Ребята и девчонки, которые учились в его классе, были из других дворов, они уже и не знали о том, что произошло в шахтерском поселке, и Свят среди них был самым обыкновенным мальчишкой.

Воспоминание о родителях будто тонуло в его голове, опускаясь все ниже и ниже. Как-то раз тетя Шура повела его на кладбище, где была похоронена ее сестра, то есть – это была и матери тоже сестра – покойная тетя Даша. На могиле тети Даши цвели крупные белые астры, а по черной плите неторопливо шагал паук-косиножка.

Тетя Шура осторожно взяла косиножку двумя пальцами и перебросила через ограду.
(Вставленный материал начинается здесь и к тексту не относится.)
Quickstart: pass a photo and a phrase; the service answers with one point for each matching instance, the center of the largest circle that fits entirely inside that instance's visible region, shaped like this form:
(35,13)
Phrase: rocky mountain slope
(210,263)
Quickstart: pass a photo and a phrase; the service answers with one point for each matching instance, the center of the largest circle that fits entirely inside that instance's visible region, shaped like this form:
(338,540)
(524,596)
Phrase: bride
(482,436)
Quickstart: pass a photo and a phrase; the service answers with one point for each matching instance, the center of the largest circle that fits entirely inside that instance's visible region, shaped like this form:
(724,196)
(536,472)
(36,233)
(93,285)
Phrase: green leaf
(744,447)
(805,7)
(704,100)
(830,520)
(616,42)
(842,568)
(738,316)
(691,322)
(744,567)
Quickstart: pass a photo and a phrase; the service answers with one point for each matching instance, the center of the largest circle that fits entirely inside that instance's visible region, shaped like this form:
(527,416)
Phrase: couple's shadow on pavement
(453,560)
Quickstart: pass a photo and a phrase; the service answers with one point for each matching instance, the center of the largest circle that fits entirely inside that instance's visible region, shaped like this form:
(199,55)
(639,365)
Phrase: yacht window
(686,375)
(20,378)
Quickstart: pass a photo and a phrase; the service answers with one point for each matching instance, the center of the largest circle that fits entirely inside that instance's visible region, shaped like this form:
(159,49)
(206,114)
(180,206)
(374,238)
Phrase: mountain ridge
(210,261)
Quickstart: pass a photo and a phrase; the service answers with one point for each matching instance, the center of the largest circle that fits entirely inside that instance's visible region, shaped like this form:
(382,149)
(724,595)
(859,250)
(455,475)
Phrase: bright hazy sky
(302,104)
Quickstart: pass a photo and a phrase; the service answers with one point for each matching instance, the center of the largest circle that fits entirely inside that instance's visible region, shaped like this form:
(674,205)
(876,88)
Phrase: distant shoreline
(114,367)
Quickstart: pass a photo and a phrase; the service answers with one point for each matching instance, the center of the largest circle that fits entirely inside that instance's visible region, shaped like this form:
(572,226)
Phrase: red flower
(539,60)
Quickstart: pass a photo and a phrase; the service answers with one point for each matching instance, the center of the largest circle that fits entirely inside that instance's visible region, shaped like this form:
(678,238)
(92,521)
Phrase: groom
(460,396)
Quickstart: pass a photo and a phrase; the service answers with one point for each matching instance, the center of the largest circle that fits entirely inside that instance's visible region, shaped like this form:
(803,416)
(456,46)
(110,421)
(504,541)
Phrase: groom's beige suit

– Нечего тебе тут делать, – сердито сказала она.

В ходе этой операции косиножка потеряла одну свою лапку: она лежала на могильной плите и косила. Тетя Шура смахнула лапку с плиты носком башмачка.

– Осень уже, – сказала она. – Слабая косиножка, умирает. Ножки свои теряет где попало.

Одна простая мысль вдруг пришла Святу в голову.

– Тетя Шур! – сказал он. – А мы поедем на поезде на то кладбище, где мама и папа похоронены?

Тетя Шура косо глянула на него и сказала:

– Это невозможно, – ответила тетя Шура, почему-то отведя глаза. – Я тебе потом объясню.

Но это самое «потом» так и не состоялось, поскольку вдруг произошли события, после которых никакого «потом» уже просто и быть не могло…

Преследователи

Все началось с тетрадки, обыкновенной тетрадки в косую линейку, где Свят старательно выводил палочки и крючочки. Кто-то просто украл у него эту тетрадь.

Такой случай не имел бы никакого значения, кроме, разве что, обиды, поскольку учительница решила, что он лжец, и просто-напросто не написал должного количества крючочков и палочек дома, и вот теперь врет, что тетрадку украли. Кому она нужна?

– Может быть, ты оставил ее в раздевалке? – сказала учительница, строго посмотрев на Свята из-под больших очков, нечеловечески коверкавших ее глаза.

Свят сбежал по широкой лестнице вниз, бросился в раздевалку, осмотрел пол и подоконник: тетрадки не было нигде. Вот и его курточка, синяя, которую купила ему недавно тетя. В курточке также не было да и не могло быть никаких тетрадок, как и вообще – в раздевалке. Чего-то в этой курточке не хватало… Впрочем, не в этом дело: Свят стоял между рядами одежды, которая топорщилась на крючках, будто какая-то пузатая гвардия. Он грыз ногти и думал. Тетрадку могли украсть только из портфеля. Он ясно помнил, как положил ее вчера вечером в портфель, открыл даже, прежде чем положить, и еще раз оглядел ровные линейки крючочков и палочек, вполне довольный своей работой.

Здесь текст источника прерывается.